If you or someone you love has been diagnosed with early-stage breast cancer, especially HR-positive/ HER2-negative breast cancer, you’ve likely come across genomic tests like MammaPrint. At a time when everything can feel overwhelming, these tests can provide something incredibly powerful: clarity.
But what do these test results really tell you? And when your doctor mentions words like prognostic or predictive, what does that mean—and why should you care?
It turns out, understanding these two terms may make all the difference in your treatment journey—especially when it comes to deciding whether chemotherapy is truly necessary for you.
Thanks to a recent publication in JNCI Cancer Spectrum using real-world data from the FLEX study, we now have robust evidence that MammaPrint not only estimates risk of recurrence (prognostic) but also predicts who is likely to benefit from chemotherapy (predictive). This is an important advancement for precision oncology and for patient-centered care.
Let’s take a moment to unpack what predictive and prognostic mean—and why this new evidence matters.
What Are Genomic Tests?
Genomic tests like MammaPrint analyze the activity of genes in your breast tumor, not your inherited DNA (which is what genetic tests like BRCA1/2 assess). The purpose of a genomic test is to help determine:
- How likely the cancer is to come back (recurrence risk or risk of relapse)
- Whether certain treatments, like chemotherapy, are likely to help
This information supports shared, informed, evidence-based decision-making between patients and clinicians.
Prognostic vs. Predictive: What’s the Difference?
Prognostic
This tells your doctor how the cancer might behave over time—if left untreated beyond basic hormone therapy. It helps estimate things like:
- How likely is the cancer to come back?
- Is this a slow-growing or aggressive tumor?
In short: it answers “What might happen if I don’t get chemotherapy?”
Predictive tests go a step further: they tell us whether a specific treatment, like chemotherapy, is likely to provide benefit.
- Will chemotherapy significantly reduce my risk of recurrence?
- Will it improve outcomes beyond what hormone therapy alone can achieve?
Both types of information matter. But not every genomic test provides both. That’s where MammaPrint’s latest data changes the conversation.
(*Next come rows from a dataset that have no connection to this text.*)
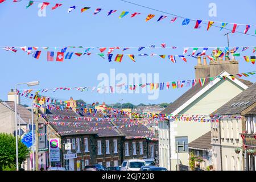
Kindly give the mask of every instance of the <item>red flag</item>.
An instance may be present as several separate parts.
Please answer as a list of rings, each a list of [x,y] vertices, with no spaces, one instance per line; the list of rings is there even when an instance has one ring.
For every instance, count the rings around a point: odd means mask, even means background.
[[[233,30],[232,30],[232,33],[234,33],[236,31],[236,28],[237,28],[237,24],[236,24],[236,23],[234,24],[234,26],[233,27]]]
[[[63,61],[64,52],[57,52],[57,57],[56,57],[56,61]]]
What’s New: MammaPrint Does Both—And That’s a Big Deal
In the recently published FLEX real-world evidence in JNCI Cancer Spectrum, we now know that MammaPrint is both prognostic and predictive. This is a critical finding—because most patients fall into the clinically high-risk category, and clinicians often face uncertainty when determining whether chemotherapy adds value to endocrine therapy alone.
Key findings from the publication:
- MammaPrint identified a subgroup of patients with high genomic risk who derived a clear clinical benefit from chemotherapy.
- Conversely, patients with low genomic risk scores showed no additional benefit from chemo— supporting the safe use of endocrine therapy alone in many cases.
- These results reflect real-world clinical practice across diverse care settings, further validating the test’s utility outside of controlled trials.
- This evidence establishes MammaPrint as both prognostic and predictive, giving oncologists a full picture of patients’ tumor when personalizing treatment.
Why This Matters for Patients and Clinicians
Every person’s cancer is different. What works for one patient might not be necessary—or helpful—for another. That’s why knowing whether your test is prognostic, predictive, or both matters.
With tests like MammaPrint testing, you and your doctor can:
- Avoid chemotherapy if it’s unlikely to help—sparing you the physical, emotional, and financial burden
- Feel confident in choosing chemotherapy if it offers a clear benefit
- Make informed, evidence-based choices that align with your values and goals
What to Ask Your Doctor
When you’re reviewing your test results, here are a few questions to consider:
- Does this test tell me my risk of recurrence?
- Does it also tell us whether chemotherapy will help reduce that risk?
- How does this result influence the treatment plan we’re building together?
These questions aren’t just helpful—they’re empowering. And with tools like MammaPrint, your doctor has meaningful answers backed by solid scientific evidence.
Conclusions
You are more than your diagnosis—and more than just a number on a lab report. Your cancer is unique, and your treatment should be, too.
Thanks to genomic testing MammaPrint and the latest insights from the FLEX study, you now have access to information that’s both prognostic and predictive– giving you and your care team the confidence to make the best possible decisions, for you. Let’s simplify it:
Prognostic = What might happen if I don’t get chemo? Vs Predictive = Will chemo help me personally?
MammaPrint offers both. Because smarter treatment isn’t always stronger treatment—it’s the one that fits you best!